Worst sexual experience IN MY LIFE. And now i know why it makes jesus cry.
The guy in front of me in line at Starbucks looks kinda like Danica Patrick except he has a huge boner.
I may be a little high but I'm pretty sure my alphabet soup has only Os in it
We call that spaghetti Os
ok, im coming! i just found some lemon square in my bangs, washing that out..this shit is all over me! was i in a pie eating contest?
yes
did i win? did you like my outfit? or should i change, if you were horny would you bang me?
im drunk. people are steering their children away from me. whatever it is that you called for, I assure you that I don't care. have a good night
I'm really proud of myself for not blacking out yet this weekend!
It's a Thursday.
I just commented on the education level of his penis.
We could make it cute. Like "oh those two cute lesbians who are about five foot two who sell the cocaine down the street. You know the ones? With the Yorkies?"
I'm getting turned down for sex. Apparently my "sexual appetite" cannot be satiated even by a man who's such a deviant he went to prison for jerking off in his car.
The one with glasses said he was keeping my bra. He had me sign it before he left and he said he would be hanging it up in his bunker. I support our troops.

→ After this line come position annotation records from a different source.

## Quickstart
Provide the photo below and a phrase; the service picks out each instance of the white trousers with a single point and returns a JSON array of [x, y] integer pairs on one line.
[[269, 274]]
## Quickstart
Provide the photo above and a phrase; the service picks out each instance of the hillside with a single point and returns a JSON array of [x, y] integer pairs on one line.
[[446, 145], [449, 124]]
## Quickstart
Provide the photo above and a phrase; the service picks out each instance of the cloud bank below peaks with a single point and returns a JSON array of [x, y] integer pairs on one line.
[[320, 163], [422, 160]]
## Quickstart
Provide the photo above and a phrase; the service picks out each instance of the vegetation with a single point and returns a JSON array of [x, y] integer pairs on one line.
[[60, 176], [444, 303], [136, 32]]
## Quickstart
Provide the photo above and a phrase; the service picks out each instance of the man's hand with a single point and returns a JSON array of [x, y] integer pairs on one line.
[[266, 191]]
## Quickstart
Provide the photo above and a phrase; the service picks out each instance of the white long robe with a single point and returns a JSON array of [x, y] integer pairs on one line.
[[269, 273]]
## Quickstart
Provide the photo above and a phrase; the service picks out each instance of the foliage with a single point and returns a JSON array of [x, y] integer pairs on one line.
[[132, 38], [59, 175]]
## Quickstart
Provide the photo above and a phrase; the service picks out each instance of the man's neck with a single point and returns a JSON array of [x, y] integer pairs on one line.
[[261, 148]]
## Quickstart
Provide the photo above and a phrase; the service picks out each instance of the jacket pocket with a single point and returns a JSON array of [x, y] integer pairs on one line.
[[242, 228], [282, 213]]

So I put a beer on your bed and jumped on th3 other side of the bed like in the commercials. You my good sir, owe me a budweiser that your bed drank.
Got drunkdialed by my estranged mom while wallowing in pinkeye drinking 100 proof eating ramen alone. Year summed up perfectly.
So....I just took a paddle fan on high speed to the side of the head while getting head...still finished the job, good thing I'm drunk and couldn't feel it.
Shout out to my liver for being the true MVP. It easily put in more work than LeBron or Curry this week.
Fuck. I did it again. I plugged in my toaster and walked away thinking it needed to preheat. I am dumb.